My spouse had shot this photo on my phone while I was sleeping, and I discovered it when I woke up.

I saw this photo on my phone when I woke up the other morning.

Right now, I feel like I’m in the thick of things. These are the young trenches. But my partner had to wake up that night with the baby. He took this photo of me and my daughter (who later crept into bed with us for the night) after I got dressed, fed, and put the baby to sleep.

Generally speaking, I don’t post self-portraits that I didn’t “pose” for. Additionally, I typically get angry with the person who took it. But that was then; this is now. This image was unique.

considering the past few weeks have been really challenging. It’s simple to underestimate how demanding a baby may be. How tired you become physically, mentally, and emotionally. When you have to look after two more children, you’re exhausted already. Every single time.

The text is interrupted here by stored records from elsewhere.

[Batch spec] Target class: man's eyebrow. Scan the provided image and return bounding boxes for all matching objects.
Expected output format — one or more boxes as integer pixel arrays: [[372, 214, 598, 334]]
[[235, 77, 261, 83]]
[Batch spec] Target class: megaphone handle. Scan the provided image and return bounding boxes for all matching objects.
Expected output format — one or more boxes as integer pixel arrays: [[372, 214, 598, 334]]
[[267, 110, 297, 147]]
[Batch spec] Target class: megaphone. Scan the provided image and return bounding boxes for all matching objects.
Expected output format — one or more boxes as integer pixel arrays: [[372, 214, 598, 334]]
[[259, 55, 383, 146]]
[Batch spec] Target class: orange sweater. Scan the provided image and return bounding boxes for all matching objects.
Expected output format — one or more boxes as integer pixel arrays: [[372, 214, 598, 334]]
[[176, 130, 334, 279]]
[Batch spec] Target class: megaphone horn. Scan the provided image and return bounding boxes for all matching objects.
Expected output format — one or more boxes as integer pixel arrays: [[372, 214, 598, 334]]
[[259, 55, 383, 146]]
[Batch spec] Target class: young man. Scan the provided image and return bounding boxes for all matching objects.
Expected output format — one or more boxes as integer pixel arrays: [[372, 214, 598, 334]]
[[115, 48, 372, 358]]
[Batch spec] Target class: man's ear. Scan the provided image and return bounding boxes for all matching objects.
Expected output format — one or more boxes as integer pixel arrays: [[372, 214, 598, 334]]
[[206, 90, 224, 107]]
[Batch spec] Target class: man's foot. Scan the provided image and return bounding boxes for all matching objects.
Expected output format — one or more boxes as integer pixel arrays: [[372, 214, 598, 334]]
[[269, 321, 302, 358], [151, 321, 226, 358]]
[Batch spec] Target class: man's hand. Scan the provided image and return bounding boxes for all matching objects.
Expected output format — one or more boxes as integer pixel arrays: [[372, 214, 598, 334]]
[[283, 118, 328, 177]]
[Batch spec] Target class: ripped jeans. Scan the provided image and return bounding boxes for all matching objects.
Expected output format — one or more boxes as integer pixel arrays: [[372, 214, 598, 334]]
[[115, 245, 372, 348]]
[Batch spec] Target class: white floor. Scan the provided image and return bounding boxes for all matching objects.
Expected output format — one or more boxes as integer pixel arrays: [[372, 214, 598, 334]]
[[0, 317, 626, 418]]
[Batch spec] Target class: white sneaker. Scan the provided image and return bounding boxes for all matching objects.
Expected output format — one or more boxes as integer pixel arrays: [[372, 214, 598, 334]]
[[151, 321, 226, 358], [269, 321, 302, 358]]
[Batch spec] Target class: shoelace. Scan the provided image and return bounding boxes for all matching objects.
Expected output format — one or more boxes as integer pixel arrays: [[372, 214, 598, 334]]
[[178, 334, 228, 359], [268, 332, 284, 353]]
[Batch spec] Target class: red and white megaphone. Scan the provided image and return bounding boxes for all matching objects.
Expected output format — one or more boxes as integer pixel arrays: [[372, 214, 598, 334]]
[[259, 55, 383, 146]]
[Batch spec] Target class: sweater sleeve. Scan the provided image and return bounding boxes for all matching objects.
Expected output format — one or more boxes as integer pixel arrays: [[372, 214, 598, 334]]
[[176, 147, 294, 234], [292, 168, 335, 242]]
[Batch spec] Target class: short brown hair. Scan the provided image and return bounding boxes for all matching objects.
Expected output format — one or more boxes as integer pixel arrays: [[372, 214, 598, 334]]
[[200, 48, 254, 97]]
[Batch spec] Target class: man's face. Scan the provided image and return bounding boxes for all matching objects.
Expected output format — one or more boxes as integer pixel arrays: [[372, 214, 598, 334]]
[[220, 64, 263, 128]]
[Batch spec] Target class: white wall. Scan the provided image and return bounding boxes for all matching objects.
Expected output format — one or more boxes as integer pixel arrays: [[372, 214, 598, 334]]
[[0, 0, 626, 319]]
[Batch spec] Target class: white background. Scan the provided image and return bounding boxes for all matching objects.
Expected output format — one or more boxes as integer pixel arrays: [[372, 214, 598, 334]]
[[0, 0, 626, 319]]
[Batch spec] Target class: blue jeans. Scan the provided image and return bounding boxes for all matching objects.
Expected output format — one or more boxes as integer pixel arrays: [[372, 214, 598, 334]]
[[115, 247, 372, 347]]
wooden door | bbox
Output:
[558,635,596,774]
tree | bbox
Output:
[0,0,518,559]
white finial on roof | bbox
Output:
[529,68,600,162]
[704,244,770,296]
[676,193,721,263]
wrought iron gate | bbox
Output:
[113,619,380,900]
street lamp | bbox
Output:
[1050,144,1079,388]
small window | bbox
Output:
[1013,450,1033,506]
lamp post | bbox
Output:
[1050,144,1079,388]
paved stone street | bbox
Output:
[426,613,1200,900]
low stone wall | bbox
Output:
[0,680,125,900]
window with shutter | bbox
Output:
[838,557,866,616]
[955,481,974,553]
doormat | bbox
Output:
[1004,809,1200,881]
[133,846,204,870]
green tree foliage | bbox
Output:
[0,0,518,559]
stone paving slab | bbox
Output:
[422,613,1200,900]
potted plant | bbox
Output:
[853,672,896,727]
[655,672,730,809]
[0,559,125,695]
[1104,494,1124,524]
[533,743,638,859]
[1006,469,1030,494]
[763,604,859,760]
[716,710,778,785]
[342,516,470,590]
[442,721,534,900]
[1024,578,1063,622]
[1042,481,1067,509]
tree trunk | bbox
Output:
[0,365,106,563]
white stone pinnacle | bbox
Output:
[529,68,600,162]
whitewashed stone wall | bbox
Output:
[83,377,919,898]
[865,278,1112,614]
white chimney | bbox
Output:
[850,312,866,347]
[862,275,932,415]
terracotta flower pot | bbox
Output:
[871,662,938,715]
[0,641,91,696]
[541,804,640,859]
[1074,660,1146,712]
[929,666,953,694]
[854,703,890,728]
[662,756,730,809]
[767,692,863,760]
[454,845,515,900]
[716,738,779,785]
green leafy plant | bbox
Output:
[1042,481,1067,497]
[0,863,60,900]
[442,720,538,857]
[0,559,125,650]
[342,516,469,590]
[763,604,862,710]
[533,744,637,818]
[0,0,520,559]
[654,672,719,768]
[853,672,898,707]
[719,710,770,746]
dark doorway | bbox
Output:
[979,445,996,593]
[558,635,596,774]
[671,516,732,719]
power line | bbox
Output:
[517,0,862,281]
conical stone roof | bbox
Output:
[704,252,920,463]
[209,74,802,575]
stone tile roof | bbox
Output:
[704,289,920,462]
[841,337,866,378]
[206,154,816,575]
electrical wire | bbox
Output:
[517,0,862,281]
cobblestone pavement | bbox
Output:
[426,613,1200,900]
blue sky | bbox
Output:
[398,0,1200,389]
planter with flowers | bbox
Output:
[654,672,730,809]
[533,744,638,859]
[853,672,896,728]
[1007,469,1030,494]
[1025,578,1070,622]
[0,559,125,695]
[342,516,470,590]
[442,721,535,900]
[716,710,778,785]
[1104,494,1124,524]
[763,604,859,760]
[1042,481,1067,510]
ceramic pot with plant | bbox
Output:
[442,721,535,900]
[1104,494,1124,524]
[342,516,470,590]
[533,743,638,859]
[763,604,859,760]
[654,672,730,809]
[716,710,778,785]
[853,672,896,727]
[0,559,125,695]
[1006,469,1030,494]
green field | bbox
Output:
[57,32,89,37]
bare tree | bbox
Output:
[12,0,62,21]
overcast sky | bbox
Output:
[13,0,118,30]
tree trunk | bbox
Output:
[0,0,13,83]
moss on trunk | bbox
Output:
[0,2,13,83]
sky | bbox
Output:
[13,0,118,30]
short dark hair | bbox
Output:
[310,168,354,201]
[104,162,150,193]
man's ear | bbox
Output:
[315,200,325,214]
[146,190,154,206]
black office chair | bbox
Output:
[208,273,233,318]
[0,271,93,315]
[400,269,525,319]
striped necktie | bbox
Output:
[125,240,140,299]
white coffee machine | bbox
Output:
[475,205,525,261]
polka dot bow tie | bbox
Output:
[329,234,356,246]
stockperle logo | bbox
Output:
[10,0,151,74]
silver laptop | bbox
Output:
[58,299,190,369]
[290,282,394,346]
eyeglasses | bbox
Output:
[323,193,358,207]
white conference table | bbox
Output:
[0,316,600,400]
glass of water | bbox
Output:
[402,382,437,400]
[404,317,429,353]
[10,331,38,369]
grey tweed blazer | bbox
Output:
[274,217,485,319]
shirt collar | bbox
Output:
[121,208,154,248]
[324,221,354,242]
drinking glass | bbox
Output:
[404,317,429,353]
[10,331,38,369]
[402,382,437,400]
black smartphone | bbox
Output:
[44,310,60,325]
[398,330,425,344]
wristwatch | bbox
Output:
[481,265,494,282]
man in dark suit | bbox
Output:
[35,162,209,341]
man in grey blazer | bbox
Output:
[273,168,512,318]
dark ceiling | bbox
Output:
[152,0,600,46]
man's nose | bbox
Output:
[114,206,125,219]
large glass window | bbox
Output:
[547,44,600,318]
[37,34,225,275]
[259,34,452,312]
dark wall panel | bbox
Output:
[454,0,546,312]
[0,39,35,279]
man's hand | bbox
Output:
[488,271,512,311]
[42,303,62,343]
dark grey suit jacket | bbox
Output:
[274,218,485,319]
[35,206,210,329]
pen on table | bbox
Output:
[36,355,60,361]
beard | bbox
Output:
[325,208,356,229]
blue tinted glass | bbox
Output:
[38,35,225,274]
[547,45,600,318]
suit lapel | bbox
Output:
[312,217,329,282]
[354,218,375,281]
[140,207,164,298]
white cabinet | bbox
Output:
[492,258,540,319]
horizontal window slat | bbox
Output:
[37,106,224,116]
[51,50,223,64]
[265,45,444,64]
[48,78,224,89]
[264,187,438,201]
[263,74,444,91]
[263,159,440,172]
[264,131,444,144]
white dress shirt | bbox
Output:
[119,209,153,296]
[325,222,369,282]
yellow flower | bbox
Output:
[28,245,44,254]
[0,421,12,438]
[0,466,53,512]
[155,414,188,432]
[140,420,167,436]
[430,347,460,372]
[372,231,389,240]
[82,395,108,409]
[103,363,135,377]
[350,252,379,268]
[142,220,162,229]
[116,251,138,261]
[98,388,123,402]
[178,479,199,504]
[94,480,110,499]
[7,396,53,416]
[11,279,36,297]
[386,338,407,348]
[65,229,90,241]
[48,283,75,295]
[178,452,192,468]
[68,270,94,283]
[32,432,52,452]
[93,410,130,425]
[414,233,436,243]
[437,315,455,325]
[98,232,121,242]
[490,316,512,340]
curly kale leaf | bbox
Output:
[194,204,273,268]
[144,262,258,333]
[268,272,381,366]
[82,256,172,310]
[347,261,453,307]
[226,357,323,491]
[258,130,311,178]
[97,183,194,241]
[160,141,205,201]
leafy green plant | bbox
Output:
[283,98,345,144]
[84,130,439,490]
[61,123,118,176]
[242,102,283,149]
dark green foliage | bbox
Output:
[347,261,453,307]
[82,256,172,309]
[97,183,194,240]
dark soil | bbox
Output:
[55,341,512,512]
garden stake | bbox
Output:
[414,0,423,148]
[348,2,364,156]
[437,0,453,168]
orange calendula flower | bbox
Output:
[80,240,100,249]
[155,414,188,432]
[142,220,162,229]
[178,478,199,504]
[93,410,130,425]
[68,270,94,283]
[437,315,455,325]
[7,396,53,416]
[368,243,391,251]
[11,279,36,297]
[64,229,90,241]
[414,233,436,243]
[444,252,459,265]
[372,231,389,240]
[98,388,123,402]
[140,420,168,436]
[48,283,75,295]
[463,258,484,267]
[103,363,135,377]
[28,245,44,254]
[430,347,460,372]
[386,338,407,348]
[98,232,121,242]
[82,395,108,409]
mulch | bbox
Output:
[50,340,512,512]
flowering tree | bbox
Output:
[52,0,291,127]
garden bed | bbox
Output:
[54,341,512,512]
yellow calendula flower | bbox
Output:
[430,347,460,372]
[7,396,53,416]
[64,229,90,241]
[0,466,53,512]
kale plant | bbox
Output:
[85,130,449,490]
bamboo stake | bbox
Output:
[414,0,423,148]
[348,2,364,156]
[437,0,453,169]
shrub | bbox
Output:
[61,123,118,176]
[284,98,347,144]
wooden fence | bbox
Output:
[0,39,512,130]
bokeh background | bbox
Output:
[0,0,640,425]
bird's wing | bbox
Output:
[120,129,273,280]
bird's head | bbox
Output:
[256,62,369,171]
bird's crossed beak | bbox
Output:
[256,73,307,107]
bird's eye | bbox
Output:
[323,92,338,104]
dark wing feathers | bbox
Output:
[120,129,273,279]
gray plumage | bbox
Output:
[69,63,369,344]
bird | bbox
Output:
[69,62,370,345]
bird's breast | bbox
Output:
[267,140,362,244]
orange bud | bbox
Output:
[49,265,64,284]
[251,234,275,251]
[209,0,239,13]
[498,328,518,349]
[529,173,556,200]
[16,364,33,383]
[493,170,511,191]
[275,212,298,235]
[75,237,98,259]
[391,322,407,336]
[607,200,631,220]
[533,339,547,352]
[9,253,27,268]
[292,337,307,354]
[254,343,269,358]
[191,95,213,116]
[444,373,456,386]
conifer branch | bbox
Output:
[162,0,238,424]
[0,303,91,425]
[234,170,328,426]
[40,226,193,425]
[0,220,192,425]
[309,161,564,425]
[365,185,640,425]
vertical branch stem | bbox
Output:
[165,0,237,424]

I clean dishes, hold babies, change diapers, do laundry, wipe tears, and stop frequently for meals throughout the day.

I don’t usually wash my hair. My bags under my eyes are inflated from not getting enough sleep. Most likely, food or spit has discolored my clothes. I always have my hair pulled back into a mother bun. My makeup is completely gone.

And this image depicts everything. Being a parent is one of the hardest jobs in the world, despite not being glamorous.

I would like to reflect on this stage of my life. I needed this photo as a reminder because it’s simple to forget that when you’re in the thick of things, you’ll eventually miss something.

I shall not hate the sleepless evenings as much as I will love rocking and cuddling my newborns to sleep. Their tiny fingers encircle mine, and I can feel their little chests breathing in and out.

More will bother me than weeping fits will be my ability to calm my kids down with nothing more than a hug and a peck on the forehead.

I will miss using only soap and water to clean up their mess more than I will missing mopping up milk spills.

My neck and back won’t hurt from sharing a bed with my kids, and I won’t miss it. But when I wake up in the morning, I won’t miss their faces being close to mine. We are going to miss our morning hugs.

I would like to reflect on this stage of my life.

Despite how difficult and demanding this phase of fatherhood might be, I don’t want to forget it.

Thus, remember to remind your partner or another particular person. Tell them you need them to take these pictures of you.

“Are you satisfied with these photos?”